More than the major upsets, outstanding players and polarizing coaching figures, the disparity between men’s and women’s weight rooms has become a the main talking point through the first four days of the 2021 tournament – and only subsided slightly when the NCAA responded to complaints by upgrading the convention center fitness facility being used by every team in San Antonio.

“I think it’s unfortunate the way it played out,” Gonzaga coach Lisa Fortier said. “Because I know as they were planning, if people were thinking about the things we would need down here or maybe asking the questions of the coaches and strength coaches of what our teams would need down here, they would’ve provided us with a lot more than that.”

It started when Oregon women’s player Sedona Prince shared a TikTok video of the dumbbell stand in San Antonio. In a statement, NCAA Vice President of Women’s Basketball cited “limited space” in San Antonio as the reason for the disparity, but Prince’s video – which at one point cuts to a clip of the more equipped men’s facility – also pans to a larger area of the ballroom where more weight machines theoretically could be used.

“This disappointment is, it’s more of an afterthought,” said Washington State women’s coach Kamie Ethridge, who’s leading the Cougars to their first NCAA Tournament in 30 years. “I think that’s the thing. It’s that, if it’s so important to the men and they have it set up so pristine and perfectly, why would it not be important for the women?

“… It’s the small details, it’s the, ‘No, we’re not going to give this to you and you shouldn’t ask for it. You should just be happy you get this.’ I think that’s the difference. It’s the, ‘We’re not going to think about you until then and you should just be happy you’re here,’ feeling you get if you’re us and you see the differences. The hard part for coaches is to look at your kids and say, ‘Yeah you didn’t deserve it. They do and you don’t.’

“How do you communicate that to your players?”

Gonzaga’s Jenn Wirth, the West Coast Conference’s co-player of the year, has traded notes with longtime boyfriend Corey Kispert, an All-American wing on the men’s team, about the varying NCAA Tournament experiences. Men’s players in Indianapolis have access to a large grass field, where NCAA organizers have provided equipment for football, Wiffle ball and other games. Women’s players get fresh air once a day, when they take about a 10-minute walk to a COVID-19 testing center.

“It’s super important that both men and women are drawing attention to it, because I think if it’s only coming from the women’s side, the people that don’t really have respect for women’s sports aren’t going to care,” Wirth said. “But I think having figures on the men’s side bring attention to it also is just huge for us.”

The story has captured the attention of the sporting world, drawing criticism from WNBA players such as Sue Bird and Sabrina Ionescu, as well as NBA stars Stephen Curry and Ja Morant. A San Antonio-based branch of national retail giant Dick’s Sporting Goods offered to lend assistance, filling U-Haul trucks with fitness equipment, claiming, “We are standing by to deliver it and have your facility outfitted within hours! Let’s make this happen.”

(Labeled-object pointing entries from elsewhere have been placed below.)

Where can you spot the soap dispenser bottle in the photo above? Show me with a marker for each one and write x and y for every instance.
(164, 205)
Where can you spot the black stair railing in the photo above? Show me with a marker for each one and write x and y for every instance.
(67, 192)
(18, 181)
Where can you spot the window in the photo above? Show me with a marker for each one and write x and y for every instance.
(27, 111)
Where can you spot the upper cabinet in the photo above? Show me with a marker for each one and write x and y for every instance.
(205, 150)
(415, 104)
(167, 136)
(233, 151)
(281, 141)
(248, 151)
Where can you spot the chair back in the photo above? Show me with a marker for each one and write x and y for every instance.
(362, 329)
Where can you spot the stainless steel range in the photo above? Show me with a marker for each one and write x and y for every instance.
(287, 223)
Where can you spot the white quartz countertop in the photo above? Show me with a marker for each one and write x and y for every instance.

By Saturday, videos and pictures of a newly renovated workout facility in San Antonio began to surface on social media. During a morning Zoom call with reporters, Ethridge said the tournament had created a walking path for players who want escape the confines of their hotel outside of daily COVID-19 testing.

Ethridge finds it unfortunate her team had to deal with the circumstances, but she recognizes how it could create growth in the equality battle between men’s and women’s basketball.

“This is good for it,” Ethridge said. “For those that come after us, you’re going to have it better and it’s going to be more equal, and we’re going to get this thing right and they will get it right. I believe that and trust it, and it’s not going to dampen our experience.”

Ethridge, a former national champion and All-American at the University of Texas, said equity in the sport “has changed so much” since she played in the mid-1980s, but a lapse like the one this week demonstrates how much more progress is needed.

“Yes, we can go into revenue, but there’s two sides to the NCAA,” she said. “They do have to make revenue, but they’re not set up as a revenue-producing organization. So equality has to be a part of that.”